Application Options for Macor
Macor has a wide range of applications, from small workshops to the aerospace industry. Read on for Multi-Labs guide for more information.
Ceramics pose a whole range of challenges as engineering materials. Anyone working in the manufacturing sector has to keep up with the evolving knowledge about this niche technology and its market.
The problem starts from a widespread, albeit flawed, view that ceramics are not stable enough compounds for use as manufacturing components. This view persists even though such materials have found famous applications in the aerospace industries and as components in harsh environments such as deep sea drilling.
The broad class of machinable ceramics includes Macor, boron nitride, aluminium silicate and a variety of mica class ceramic composites.
Macor is one material that is easily machined in the most modest of workshops as well as in high-tech research. Manufactured exclusively by US Corporation Corning Inc., it can be machined into complex shapes with standard carbide tools. The tolerance can reach 0.00002 inches.
The real advantage of Macor is that it does not have to be machined when it is “green” and later fired. The firing of ceramics usually alters their shape, so they have to be machined again. The second machining often requires the use of diamond grit bonded tools so that the final shape may achieve the correct tolerance.
This means that the material can be instrumental in reducing production costs for any components, especially in medical applications.
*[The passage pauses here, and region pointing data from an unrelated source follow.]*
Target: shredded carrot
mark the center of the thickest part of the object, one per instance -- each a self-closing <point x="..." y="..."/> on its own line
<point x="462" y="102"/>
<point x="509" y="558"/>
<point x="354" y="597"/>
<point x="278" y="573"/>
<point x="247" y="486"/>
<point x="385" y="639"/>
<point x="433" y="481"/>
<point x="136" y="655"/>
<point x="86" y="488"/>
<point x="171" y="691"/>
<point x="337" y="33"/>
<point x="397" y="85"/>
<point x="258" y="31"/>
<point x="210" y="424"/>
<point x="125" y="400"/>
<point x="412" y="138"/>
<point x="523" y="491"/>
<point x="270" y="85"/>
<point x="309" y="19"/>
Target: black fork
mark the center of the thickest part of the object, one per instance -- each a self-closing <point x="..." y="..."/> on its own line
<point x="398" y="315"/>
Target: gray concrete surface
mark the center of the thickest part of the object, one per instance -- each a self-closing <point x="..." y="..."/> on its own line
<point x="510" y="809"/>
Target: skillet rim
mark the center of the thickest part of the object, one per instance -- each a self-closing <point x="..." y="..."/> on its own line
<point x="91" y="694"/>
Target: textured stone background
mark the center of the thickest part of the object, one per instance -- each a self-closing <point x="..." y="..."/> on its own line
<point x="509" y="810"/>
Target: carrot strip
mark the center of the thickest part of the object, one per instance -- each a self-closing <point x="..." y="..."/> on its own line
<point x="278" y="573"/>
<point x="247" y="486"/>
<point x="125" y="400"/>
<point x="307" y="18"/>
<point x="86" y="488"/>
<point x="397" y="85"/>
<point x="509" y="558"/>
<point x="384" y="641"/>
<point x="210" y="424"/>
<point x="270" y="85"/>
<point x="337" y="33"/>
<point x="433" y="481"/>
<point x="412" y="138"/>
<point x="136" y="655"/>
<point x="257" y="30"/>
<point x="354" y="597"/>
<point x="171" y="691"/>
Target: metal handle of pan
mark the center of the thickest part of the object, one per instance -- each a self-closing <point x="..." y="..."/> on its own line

It can be used continuously in temperatures up to 800 degrees C and up to a maximum temperature of 1,000 degrees C. It also has a thermal expansion coefficient that is equivalent to that of most sealing glasses and metals.
Boron nitride is another ceramic that can be machined using standard tools. It has a large range of applications in the vacuum, nuclear and electrical industries due to its chemical inertness, high electrical resistance, low dielectric constant and low thermal expansion.
Despite the ceramic’s properties, it is important to choose the correct tools for all types of machining. Although Macor can be machined by standard carbide tools, a softer ceramic that may only be partially fired and not totally dense can become very abrasive on the tool and wear down its cutting edge.
It’s also important to remember that ceramics are not magnetic materials, so they need to be firmly clamped or taped to a sub plate during machining rather than held in place by magnets.